PE: Let’s also talk about sustainability. How will FSMA impact energy and sustainability issues and what steps should manufacturers take to meet these goals?

F&S: Sustainability factors into what we call our S3 framework for defining value beyond compliance. S3 stands for safety, security, and sustainability and all are key areas of focus for not just FSMA compliance, but for achieving next-gen production levels in the industry. Basically, to comply, companies will have to adopt GMP, in which energy efficiency is an important component. 

Imagine if the entire industry addressed this component; that would create a significant difference in energy profile, carbon footprint, etc.
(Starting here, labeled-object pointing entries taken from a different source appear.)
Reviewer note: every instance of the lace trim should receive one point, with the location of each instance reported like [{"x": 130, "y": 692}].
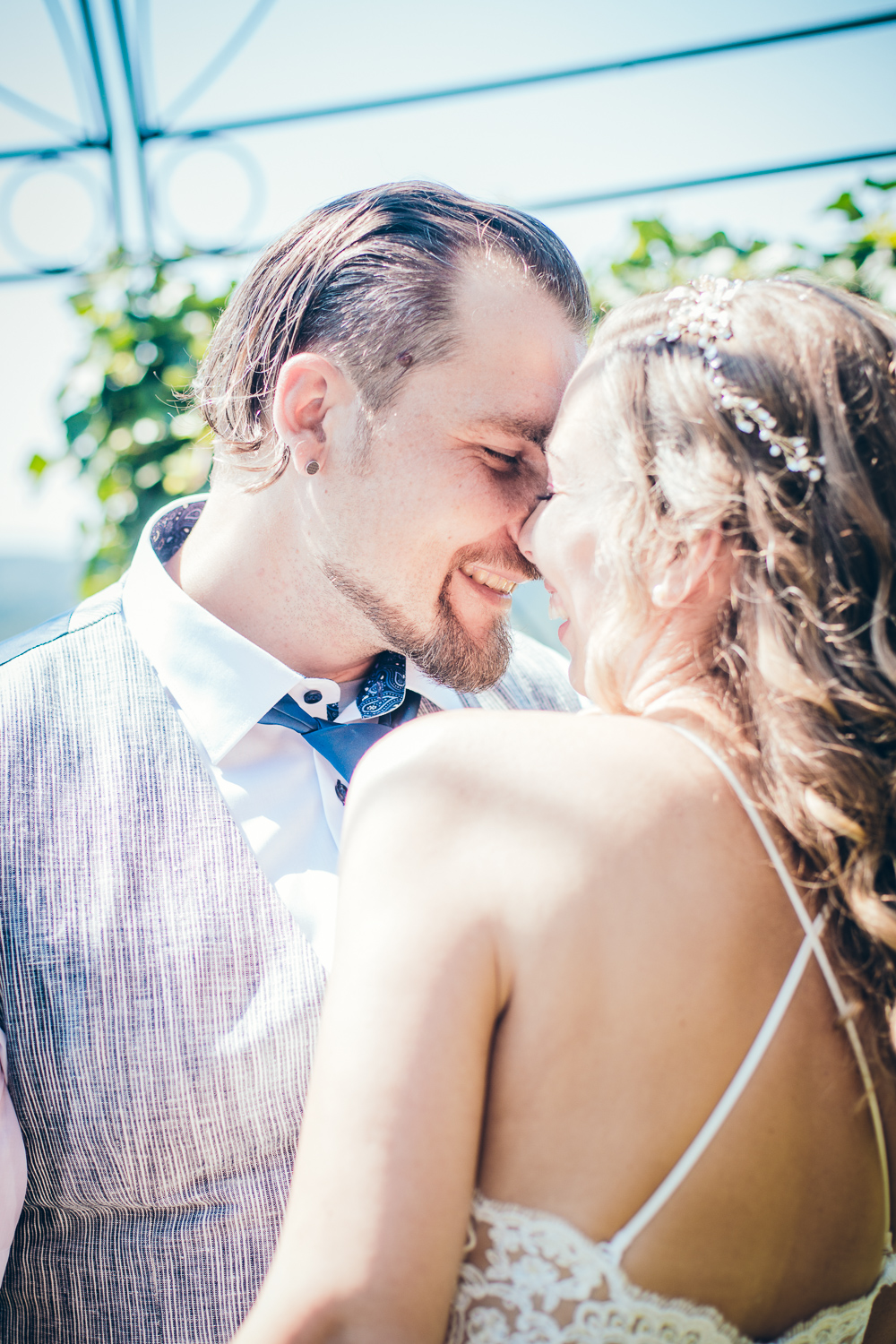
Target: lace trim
[{"x": 543, "y": 1281}]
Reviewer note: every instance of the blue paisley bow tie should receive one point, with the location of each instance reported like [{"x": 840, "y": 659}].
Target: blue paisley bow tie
[{"x": 383, "y": 702}]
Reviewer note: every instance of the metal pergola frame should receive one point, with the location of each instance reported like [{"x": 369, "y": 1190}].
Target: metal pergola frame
[{"x": 126, "y": 132}]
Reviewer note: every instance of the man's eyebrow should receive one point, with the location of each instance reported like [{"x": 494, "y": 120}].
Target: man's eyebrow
[{"x": 520, "y": 426}]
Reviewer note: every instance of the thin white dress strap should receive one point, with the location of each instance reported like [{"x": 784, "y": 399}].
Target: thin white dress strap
[{"x": 812, "y": 945}]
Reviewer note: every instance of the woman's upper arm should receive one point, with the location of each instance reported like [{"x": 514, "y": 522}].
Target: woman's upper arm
[{"x": 390, "y": 1140}]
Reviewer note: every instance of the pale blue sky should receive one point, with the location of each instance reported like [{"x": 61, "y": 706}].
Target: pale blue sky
[{"x": 810, "y": 99}]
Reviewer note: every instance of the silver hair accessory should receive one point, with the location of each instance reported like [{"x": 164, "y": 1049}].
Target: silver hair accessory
[{"x": 702, "y": 309}]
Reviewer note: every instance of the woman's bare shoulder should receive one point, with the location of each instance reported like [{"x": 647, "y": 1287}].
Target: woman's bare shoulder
[{"x": 568, "y": 790}]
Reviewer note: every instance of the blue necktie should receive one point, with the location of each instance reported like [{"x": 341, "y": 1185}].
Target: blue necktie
[{"x": 383, "y": 702}]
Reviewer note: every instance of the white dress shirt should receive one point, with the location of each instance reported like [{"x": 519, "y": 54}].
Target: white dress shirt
[{"x": 280, "y": 790}]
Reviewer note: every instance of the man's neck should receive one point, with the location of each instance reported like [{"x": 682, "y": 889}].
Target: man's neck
[{"x": 233, "y": 564}]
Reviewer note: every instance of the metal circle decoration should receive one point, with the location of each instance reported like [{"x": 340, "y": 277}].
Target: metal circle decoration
[
  {"x": 96, "y": 236},
  {"x": 245, "y": 161}
]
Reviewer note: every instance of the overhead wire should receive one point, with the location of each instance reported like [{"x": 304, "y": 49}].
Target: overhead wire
[
  {"x": 90, "y": 32},
  {"x": 134, "y": 102},
  {"x": 81, "y": 82},
  {"x": 220, "y": 62},
  {"x": 522, "y": 81},
  {"x": 597, "y": 198}
]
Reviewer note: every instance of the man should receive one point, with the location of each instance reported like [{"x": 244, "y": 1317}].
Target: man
[{"x": 177, "y": 750}]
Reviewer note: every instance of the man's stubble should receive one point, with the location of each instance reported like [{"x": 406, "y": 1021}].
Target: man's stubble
[{"x": 446, "y": 652}]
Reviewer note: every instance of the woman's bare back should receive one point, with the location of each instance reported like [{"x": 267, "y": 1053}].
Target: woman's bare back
[{"x": 637, "y": 991}]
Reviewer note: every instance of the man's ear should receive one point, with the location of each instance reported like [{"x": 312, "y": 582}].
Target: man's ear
[
  {"x": 308, "y": 389},
  {"x": 691, "y": 572}
]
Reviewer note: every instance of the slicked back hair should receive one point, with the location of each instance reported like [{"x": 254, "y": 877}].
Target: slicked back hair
[{"x": 370, "y": 281}]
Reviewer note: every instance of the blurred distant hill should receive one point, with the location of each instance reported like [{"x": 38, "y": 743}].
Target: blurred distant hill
[{"x": 34, "y": 588}]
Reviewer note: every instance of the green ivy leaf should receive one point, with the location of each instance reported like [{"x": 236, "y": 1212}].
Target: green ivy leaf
[{"x": 848, "y": 206}]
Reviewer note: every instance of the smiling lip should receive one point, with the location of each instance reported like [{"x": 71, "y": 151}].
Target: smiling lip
[
  {"x": 487, "y": 578},
  {"x": 555, "y": 610}
]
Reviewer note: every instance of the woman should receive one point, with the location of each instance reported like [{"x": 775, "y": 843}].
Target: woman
[{"x": 581, "y": 978}]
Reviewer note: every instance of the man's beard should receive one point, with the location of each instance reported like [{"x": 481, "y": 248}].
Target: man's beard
[{"x": 446, "y": 652}]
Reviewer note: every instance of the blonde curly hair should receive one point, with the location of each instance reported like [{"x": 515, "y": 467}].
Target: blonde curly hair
[{"x": 805, "y": 652}]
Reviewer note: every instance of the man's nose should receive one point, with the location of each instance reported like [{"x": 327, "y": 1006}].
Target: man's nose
[{"x": 521, "y": 534}]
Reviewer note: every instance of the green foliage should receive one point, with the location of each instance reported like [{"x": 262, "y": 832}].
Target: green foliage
[
  {"x": 659, "y": 258},
  {"x": 125, "y": 406}
]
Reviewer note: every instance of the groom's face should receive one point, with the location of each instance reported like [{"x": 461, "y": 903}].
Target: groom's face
[{"x": 422, "y": 537}]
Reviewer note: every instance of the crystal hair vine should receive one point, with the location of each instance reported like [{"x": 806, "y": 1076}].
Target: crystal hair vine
[{"x": 702, "y": 309}]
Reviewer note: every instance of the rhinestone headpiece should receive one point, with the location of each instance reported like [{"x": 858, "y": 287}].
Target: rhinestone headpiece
[{"x": 702, "y": 309}]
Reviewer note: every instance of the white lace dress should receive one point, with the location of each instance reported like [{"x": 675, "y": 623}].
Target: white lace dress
[{"x": 530, "y": 1277}]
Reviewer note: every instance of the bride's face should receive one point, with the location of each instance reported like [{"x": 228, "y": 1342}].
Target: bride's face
[{"x": 570, "y": 535}]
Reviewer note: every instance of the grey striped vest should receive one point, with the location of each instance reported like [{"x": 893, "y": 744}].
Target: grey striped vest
[{"x": 160, "y": 1004}]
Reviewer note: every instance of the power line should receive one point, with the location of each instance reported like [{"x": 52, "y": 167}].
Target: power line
[
  {"x": 134, "y": 101},
  {"x": 521, "y": 81},
  {"x": 107, "y": 116},
  {"x": 220, "y": 62},
  {"x": 683, "y": 183}
]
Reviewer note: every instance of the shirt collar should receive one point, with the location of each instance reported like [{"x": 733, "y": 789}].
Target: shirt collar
[{"x": 223, "y": 682}]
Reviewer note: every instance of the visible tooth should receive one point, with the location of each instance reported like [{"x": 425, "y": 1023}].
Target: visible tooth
[{"x": 487, "y": 580}]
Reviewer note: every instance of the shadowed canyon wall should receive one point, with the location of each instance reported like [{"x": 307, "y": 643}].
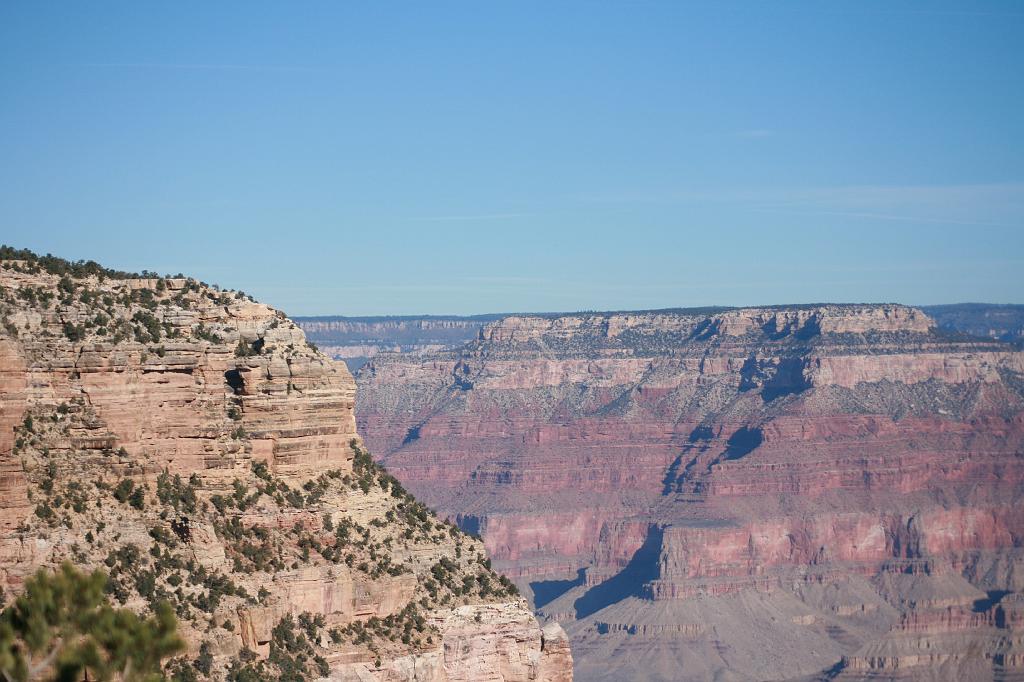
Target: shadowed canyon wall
[{"x": 757, "y": 494}]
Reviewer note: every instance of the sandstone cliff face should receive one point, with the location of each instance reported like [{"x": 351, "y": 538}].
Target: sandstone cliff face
[
  {"x": 764, "y": 493},
  {"x": 188, "y": 440},
  {"x": 357, "y": 339}
]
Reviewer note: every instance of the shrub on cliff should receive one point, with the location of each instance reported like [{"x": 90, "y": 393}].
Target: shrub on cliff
[{"x": 62, "y": 626}]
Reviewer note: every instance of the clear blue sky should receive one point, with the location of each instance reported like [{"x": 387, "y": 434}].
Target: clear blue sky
[{"x": 419, "y": 157}]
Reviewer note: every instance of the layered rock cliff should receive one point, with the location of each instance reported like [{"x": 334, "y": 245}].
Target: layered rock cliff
[
  {"x": 738, "y": 494},
  {"x": 188, "y": 440}
]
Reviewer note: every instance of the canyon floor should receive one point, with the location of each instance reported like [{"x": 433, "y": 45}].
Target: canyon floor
[{"x": 815, "y": 492}]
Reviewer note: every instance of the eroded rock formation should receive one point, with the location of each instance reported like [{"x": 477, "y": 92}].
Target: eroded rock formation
[
  {"x": 188, "y": 440},
  {"x": 755, "y": 494}
]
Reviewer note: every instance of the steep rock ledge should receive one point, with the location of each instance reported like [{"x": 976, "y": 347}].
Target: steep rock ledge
[{"x": 189, "y": 441}]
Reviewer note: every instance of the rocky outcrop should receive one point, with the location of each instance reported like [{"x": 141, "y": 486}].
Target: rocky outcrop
[
  {"x": 761, "y": 493},
  {"x": 189, "y": 441},
  {"x": 355, "y": 340}
]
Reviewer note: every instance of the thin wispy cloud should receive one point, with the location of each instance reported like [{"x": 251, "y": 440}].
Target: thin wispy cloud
[
  {"x": 196, "y": 67},
  {"x": 886, "y": 216},
  {"x": 754, "y": 133},
  {"x": 478, "y": 216}
]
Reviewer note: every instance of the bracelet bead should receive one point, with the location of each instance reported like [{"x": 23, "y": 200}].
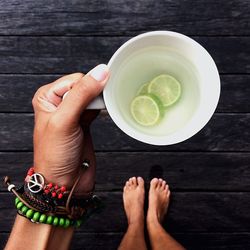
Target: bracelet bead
[
  {"x": 55, "y": 221},
  {"x": 19, "y": 205},
  {"x": 78, "y": 223},
  {"x": 29, "y": 213},
  {"x": 24, "y": 210},
  {"x": 43, "y": 218},
  {"x": 49, "y": 219},
  {"x": 16, "y": 200},
  {"x": 61, "y": 222},
  {"x": 36, "y": 216},
  {"x": 67, "y": 223}
]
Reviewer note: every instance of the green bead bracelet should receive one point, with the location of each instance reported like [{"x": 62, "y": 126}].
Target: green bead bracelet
[{"x": 37, "y": 217}]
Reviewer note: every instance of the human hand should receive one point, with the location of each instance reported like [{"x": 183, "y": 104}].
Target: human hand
[{"x": 60, "y": 122}]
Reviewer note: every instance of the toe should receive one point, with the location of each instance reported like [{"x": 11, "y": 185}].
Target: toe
[
  {"x": 168, "y": 194},
  {"x": 133, "y": 180},
  {"x": 130, "y": 181},
  {"x": 154, "y": 182},
  {"x": 159, "y": 186},
  {"x": 163, "y": 185},
  {"x": 140, "y": 182},
  {"x": 127, "y": 184}
]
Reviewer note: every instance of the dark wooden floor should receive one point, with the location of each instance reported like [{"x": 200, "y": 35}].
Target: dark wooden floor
[{"x": 208, "y": 174}]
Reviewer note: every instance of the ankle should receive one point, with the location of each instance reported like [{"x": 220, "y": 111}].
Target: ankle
[
  {"x": 152, "y": 218},
  {"x": 136, "y": 221}
]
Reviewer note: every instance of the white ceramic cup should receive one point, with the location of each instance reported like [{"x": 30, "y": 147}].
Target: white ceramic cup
[{"x": 148, "y": 55}]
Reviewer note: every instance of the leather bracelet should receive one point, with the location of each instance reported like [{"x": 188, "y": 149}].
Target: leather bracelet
[{"x": 66, "y": 206}]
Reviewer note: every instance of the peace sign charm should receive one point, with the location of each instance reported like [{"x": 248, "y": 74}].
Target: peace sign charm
[{"x": 36, "y": 183}]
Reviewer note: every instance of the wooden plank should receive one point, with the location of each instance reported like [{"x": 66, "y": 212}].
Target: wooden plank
[
  {"x": 51, "y": 55},
  {"x": 183, "y": 171},
  {"x": 17, "y": 92},
  {"x": 114, "y": 17},
  {"x": 225, "y": 132},
  {"x": 189, "y": 212},
  {"x": 205, "y": 241}
]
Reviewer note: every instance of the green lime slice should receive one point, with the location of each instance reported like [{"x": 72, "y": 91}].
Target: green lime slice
[
  {"x": 145, "y": 110},
  {"x": 143, "y": 90},
  {"x": 166, "y": 88}
]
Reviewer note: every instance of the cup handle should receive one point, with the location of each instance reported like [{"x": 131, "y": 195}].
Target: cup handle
[{"x": 97, "y": 103}]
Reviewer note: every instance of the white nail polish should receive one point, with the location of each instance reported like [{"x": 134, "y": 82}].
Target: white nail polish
[{"x": 100, "y": 72}]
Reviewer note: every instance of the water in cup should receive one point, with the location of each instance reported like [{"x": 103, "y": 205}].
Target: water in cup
[{"x": 146, "y": 64}]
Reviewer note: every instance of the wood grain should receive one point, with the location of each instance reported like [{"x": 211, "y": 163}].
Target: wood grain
[
  {"x": 117, "y": 18},
  {"x": 183, "y": 171},
  {"x": 17, "y": 92},
  {"x": 224, "y": 132},
  {"x": 192, "y": 241},
  {"x": 51, "y": 55},
  {"x": 208, "y": 208}
]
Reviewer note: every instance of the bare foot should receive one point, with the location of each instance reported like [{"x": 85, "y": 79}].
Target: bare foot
[
  {"x": 159, "y": 194},
  {"x": 133, "y": 199}
]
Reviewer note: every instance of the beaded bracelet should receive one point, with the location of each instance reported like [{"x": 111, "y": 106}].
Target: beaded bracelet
[
  {"x": 49, "y": 204},
  {"x": 37, "y": 217}
]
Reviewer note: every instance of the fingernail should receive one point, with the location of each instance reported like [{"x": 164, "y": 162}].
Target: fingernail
[{"x": 100, "y": 72}]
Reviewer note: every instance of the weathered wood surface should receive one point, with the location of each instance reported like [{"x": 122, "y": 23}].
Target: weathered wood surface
[
  {"x": 224, "y": 132},
  {"x": 208, "y": 174},
  {"x": 16, "y": 92},
  {"x": 189, "y": 212},
  {"x": 193, "y": 241},
  {"x": 61, "y": 55},
  {"x": 118, "y": 17},
  {"x": 183, "y": 171}
]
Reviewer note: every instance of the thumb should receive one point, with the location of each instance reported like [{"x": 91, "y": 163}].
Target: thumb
[{"x": 82, "y": 93}]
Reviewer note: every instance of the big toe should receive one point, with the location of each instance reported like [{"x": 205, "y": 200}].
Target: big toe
[
  {"x": 140, "y": 182},
  {"x": 154, "y": 183}
]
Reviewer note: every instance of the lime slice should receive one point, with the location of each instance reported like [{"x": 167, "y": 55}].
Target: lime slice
[
  {"x": 145, "y": 110},
  {"x": 143, "y": 90},
  {"x": 166, "y": 88}
]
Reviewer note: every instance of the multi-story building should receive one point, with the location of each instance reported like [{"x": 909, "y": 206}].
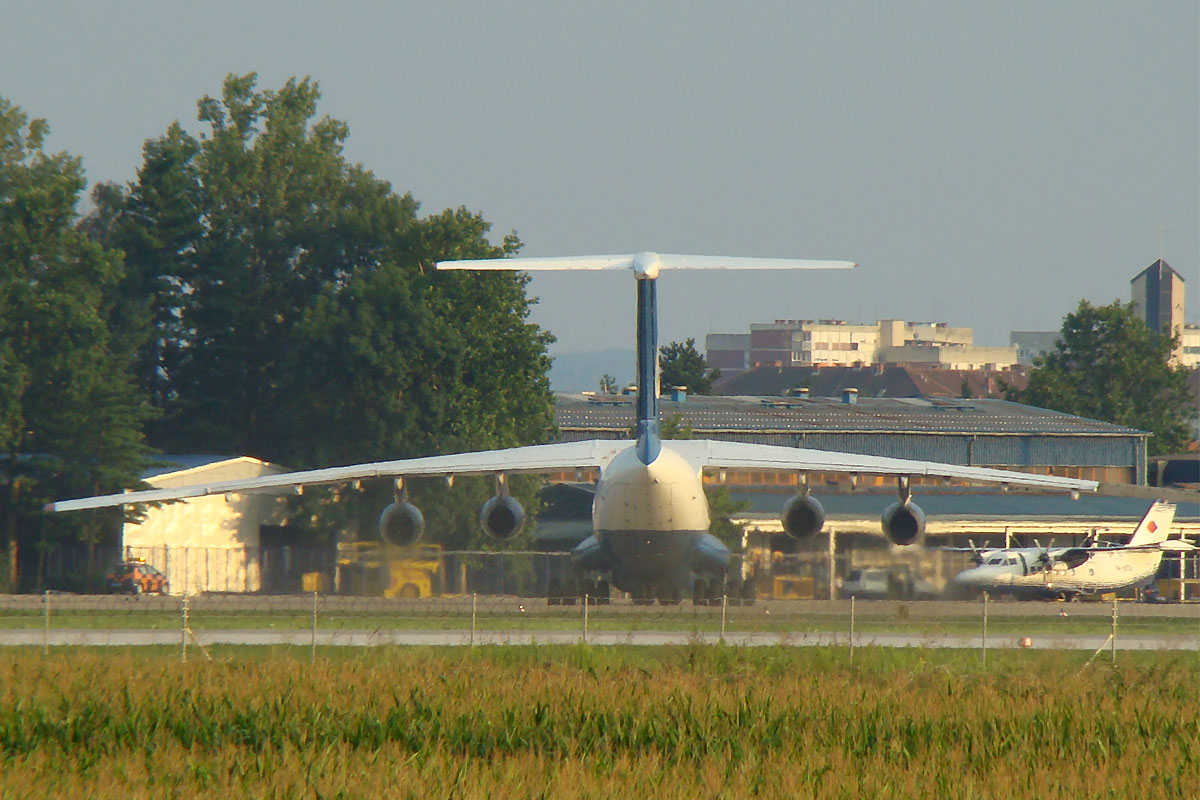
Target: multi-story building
[
  {"x": 1157, "y": 294},
  {"x": 1030, "y": 344},
  {"x": 1189, "y": 346},
  {"x": 833, "y": 342}
]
We often hear that the industry is more focused on uptime, equipment reliability and repeatability, etc., and that energy efficiency takes a back seat to these issues. But as plants become more and more integrated, and production metrics are integrated with other business metrics, businesses will address energy efficiency and sustainability overall as a corporate measure, and one of the biggest places an F&B enterprise can make strides in increased sustainability is in better optimizing production. There are various methods to get on this path, including plant walkthroughs to understand high energy consumption points, and understanding the automation components that will enable transitions from energy consumption to energy conservation.

PE: Are there other points you’d like to make about FSMA and its impact on manufacturing?

F&S: A vision of robust consumer safety could be realized if there is immersive connectivity within the four walls of a food and beverage plant, to ensure that good quality and safe products were made, and that any deviation from that would be immediately recognized, and acted upon – it is building an information network in plant will escalate deviations to right decision maker in real time. This creates an enterprise that is extremely agile, flexible and nimble. 

Replication of these practices across other plants across an enterprise would create an agile network of manufacturing facilities. This is definitely the direction manufacturing in general is going, and a direction F&B needs to embrace.